Scarborough broke through and won its first Class A title in 2007, then did it again in 2009, 2011, 2013 and every year from 2017-19.

In fact, for a time, the Red Storm didn’t lose period, capturing an unthinkable 66 straight games between the start of the 2017 season and May 14, 2021, winning a never-to-be-duplicated 111 consecutive league games between 2013 and 2021.


“Scarborough was going through tremendous growth, and the parents coming in were able to afford travel ball and private lessons,” Griffin said. “We had more kids playing travel ball than other towns. We always had that great pitching and some terrific, dedicated kids.

“I never really looked back because there was always next season, a new group, but this year, I did a lot of reflecting. I connected with hundreds of kids. The kids I coached back when I started are full grown with kids of their own. I’m fortunate to have so many great kids and families.”

One of those great kids was Bella Dickinson, class of 2020, one of the program’s many standouts who went on to play at the next level.

Dickinson reflects fondly on her time with the Red Storm.

“(Coach Griffin) truly is a special coach,” said Dickinson, now playing at Southern New Hampshire University. “Playing for him was the greatest experience I ever had. He was always patient, goal-oriented and had a genuine love for the game that inspired me to learn and grow that same passion. His excitement for every practice, every game and every team activity was a quality that I admired most and is what brought Scarborough softball to where it is today. Being surrounded by genuine love for the game makes you love spending time developing skills and growing as a player, which Coach Griffin was able to show many girls from a young age, thus creating that environment of good chemistry of players who just love to play the game.”

On nine occasions, Scarborough posted an undefeated record in the regular season, and in five of those years, it went on to win a championship with an unblemished mark.


Griffin was named Coach of the Year by The Forecaster in 2003, 2007, 2008, 2013 and 2017.

Many coaches, when asked about their most memorable victories, have a hard time coming up with just one.

Not Tom Griffin, who got to watch his daughter, Kelsey, pitch the Red Storm to their first Class A championship in 2007.

“I was very fortunate to have Kelsey dominate the state game, then jump into my arms after the game,” Griffin said. “That was very special. Years later, I had my niece (Chloe) do the same thing.
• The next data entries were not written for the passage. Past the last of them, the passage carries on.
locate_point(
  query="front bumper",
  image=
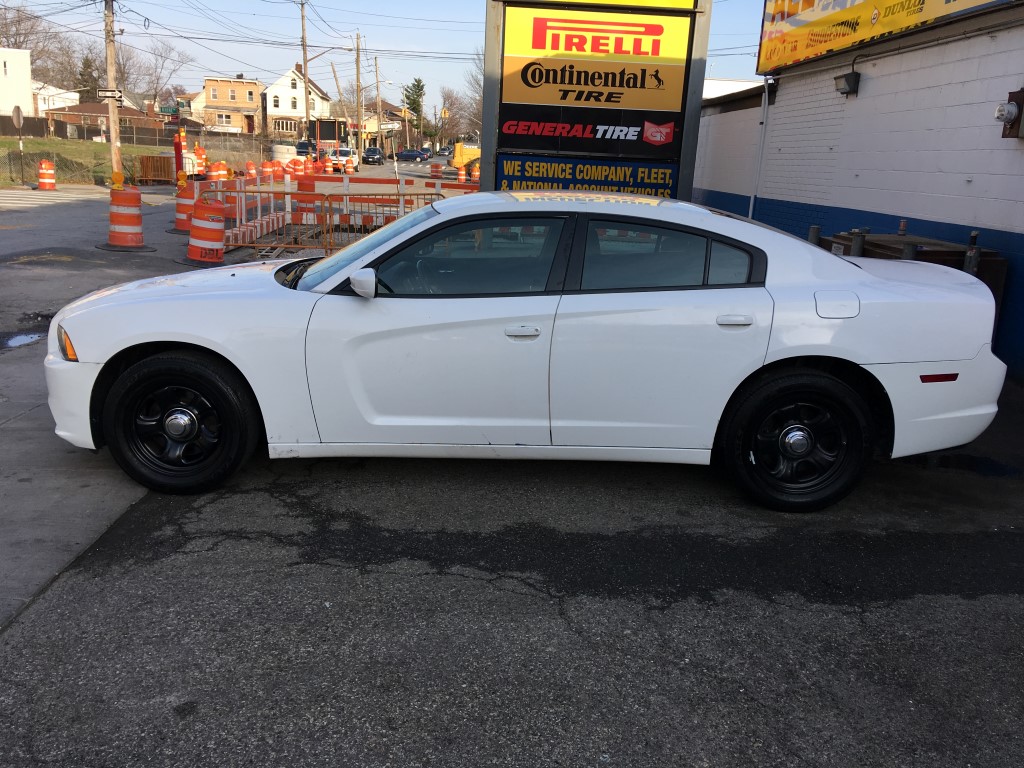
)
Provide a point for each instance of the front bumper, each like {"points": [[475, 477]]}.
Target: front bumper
{"points": [[70, 390]]}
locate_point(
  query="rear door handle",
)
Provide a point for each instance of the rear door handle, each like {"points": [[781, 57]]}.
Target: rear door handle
{"points": [[518, 332], [734, 320]]}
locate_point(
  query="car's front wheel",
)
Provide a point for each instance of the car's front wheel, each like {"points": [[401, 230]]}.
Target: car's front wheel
{"points": [[180, 422], [797, 442]]}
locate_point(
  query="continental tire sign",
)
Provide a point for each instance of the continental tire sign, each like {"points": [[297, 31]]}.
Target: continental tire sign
{"points": [[597, 93], [581, 58]]}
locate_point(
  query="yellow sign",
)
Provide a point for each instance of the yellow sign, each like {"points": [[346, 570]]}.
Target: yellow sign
{"points": [[659, 4], [798, 30], [609, 36], [586, 83]]}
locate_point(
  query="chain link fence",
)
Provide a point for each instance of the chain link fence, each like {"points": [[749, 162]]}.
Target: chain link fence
{"points": [[23, 167]]}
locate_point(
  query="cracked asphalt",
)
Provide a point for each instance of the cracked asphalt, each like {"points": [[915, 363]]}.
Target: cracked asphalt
{"points": [[400, 612]]}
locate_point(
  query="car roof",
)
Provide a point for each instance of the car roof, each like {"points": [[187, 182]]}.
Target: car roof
{"points": [[657, 210]]}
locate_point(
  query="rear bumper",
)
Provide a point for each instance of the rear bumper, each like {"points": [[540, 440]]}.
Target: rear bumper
{"points": [[70, 389], [945, 414]]}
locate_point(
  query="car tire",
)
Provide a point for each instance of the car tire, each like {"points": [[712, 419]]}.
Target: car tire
{"points": [[180, 422], [797, 442]]}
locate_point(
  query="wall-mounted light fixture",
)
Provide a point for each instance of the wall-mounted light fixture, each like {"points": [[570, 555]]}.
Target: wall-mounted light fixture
{"points": [[848, 83], [1011, 114]]}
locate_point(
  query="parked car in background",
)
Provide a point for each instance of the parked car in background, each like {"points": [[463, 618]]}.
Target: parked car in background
{"points": [[343, 154], [586, 327], [304, 148], [417, 156]]}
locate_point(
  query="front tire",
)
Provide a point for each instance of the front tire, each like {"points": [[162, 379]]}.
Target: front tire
{"points": [[180, 422], [798, 442]]}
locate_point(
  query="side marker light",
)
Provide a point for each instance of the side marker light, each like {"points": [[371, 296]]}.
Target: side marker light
{"points": [[67, 348]]}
My best team of all could have been in 2020, when we lost just one starter from the year before and had Bella and that group back, but we never got to play (because of COVID).”

While Griffin won nearly five times as often as he lost, some setbacks still linger.

“My hardest loss was to Messalonskee (1-0 in the 2017 Class A state final), when they beat (eventual University of Maine pitcher) Lilly Volk,” Griffin said. “She gave up one hit, a home run, in the first inning and we had three or four decent shots to score. And of course, that game versus Falmouth (losing, 5-2, in the 2021 Class A South preliminary round to a team the Red Storm had beaten, 15-0, in the regular season) was devastating.”


Mike LeGage, Scarborough’s athletic director since 2010, raved about what Griffin brought to the Red Storm softball program.

“Tom is a person who has made an overwhelmingly positive difference every day,” LeGage said. “He gives honor, dignity, integrity and class to the term coach. Tom is a great ambassador for athletics and a wonderful role model for our kids. It has been a pleasure working with Tom these past 13 years and he will certainly be missed within our athletic family.”

Griffin also started the well-known and loved Scarborough Dribblettes youth program, participated in the annual AIDS bike ride and was a long time advisor of Scarborough Middle School’s “Builders Club,” which is associated with the Kiwanis Club.

The mark he’s left is indelible, and while his tenure as head coach has concluded, Griffin hinted that perhaps we haven’t seen the last of him in the dugout.

And if he does return to the Red Storm, he’ll have no trouble finding the field.

Which is now known as Tom Griffin Field.

“I might be back, I’m not sure,” said Griffin, who is about to welcome his first grandchild. “If I do come back, it won’t be as the varsity coach. I’ll do what I enjoy but without the stress.”